Atlanta’s transit agency says the results of a second audit into More MARTA sales tax spending are a victory that should green-light the delayed overhaul of MARTA’s largest and busiest transit hub.
The MARTA Oversight Committee on Tuesday released the findings of global accounting firm KPMG’s independent audit of the More MARTA Atlanta Program.
That vetting of half-penny More MARTA sales tax spending—approved by Atlanta voters in 2016—shows that MARTA “operated ethically, transparently, and above board,” reads a MARTA media statement issued today.
It doesn’t show that no More MARTA mistakes were made.
MARTA shortchanged the program’s capital fund and overcharged operating expenses by $865,000, but that’s far less than City of Atlanta’s auditors claimed MARTA shorted the program ($70 million) in a separate audit last summer, which stoked heated tensions between the city and its transit authority.
Back in August, MARTA blasted the city’s auditors for using a “flawed methodology,” and KPMG’s findings show they were correct, especially as it pertains to bus service calculations between 2017 and 2019, according to MARTA.

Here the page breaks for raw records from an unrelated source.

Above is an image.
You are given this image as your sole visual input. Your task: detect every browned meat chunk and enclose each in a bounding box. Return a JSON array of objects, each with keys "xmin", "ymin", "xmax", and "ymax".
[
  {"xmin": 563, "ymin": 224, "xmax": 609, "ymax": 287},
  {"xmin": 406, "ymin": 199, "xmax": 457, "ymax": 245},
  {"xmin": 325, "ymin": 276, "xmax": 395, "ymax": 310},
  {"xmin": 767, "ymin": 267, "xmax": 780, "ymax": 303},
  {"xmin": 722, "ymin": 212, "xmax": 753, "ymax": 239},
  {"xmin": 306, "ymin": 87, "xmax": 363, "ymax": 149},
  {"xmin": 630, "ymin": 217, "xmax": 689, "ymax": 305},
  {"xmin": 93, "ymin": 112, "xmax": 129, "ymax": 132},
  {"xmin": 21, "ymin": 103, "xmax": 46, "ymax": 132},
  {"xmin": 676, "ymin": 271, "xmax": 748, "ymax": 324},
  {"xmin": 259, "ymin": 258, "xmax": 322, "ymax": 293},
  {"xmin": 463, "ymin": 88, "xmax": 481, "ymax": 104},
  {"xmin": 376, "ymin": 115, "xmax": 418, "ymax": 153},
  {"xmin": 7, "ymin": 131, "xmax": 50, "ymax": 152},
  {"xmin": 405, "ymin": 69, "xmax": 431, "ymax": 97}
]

Some Atlanta City Council members in March 2023 had demanded an audit of the More MARTA program for more transparency on spending, claiming taxpayers were being shorted on transit expansions they were paying for. Three months later, the city hired the Mauldin & Jenkins firm, an independent auditor, to perform an operational review of the program—eventually with MARTA’s blessing.
MARTA called the second audit’s results “a clear win for MARTA, our customers, and the future of transit improvement and expansion.”
A refined preview depicting how the opened-up transit hub could look and function. Courtesy of MARTA
MARTA also reaffirmed its stance that the Intergovernmental Agreement between MARTA and the city that governs the More MARTA program should be restructured to establish clear deadlines and decision makers, along with other changes, that would make the process of starting construction on new transit projects less burdensome.
“In that spirit,” reads MARTA’s statement, “we would like to use this opportunity to urge [city officials] to expedite the approval of permits for the Five Points Station Transformation Project so that we can begin deconstruction.”
MARTA has claimed the city intentionally delayed the permitting process for Five Points station’s $230 million overhaul to roadblock progress following last year’s audit; city officials, meanwhile, have blamed delays on flaws in MARTA’s applications to begin work downtown, per the AJC's reporting.
MARTA says the Five Points delays have put the project behind schedule.
“It is critical,” per MARTA, “that we begin work to deliver this transformational project for our riders, our system, and the downtown area.”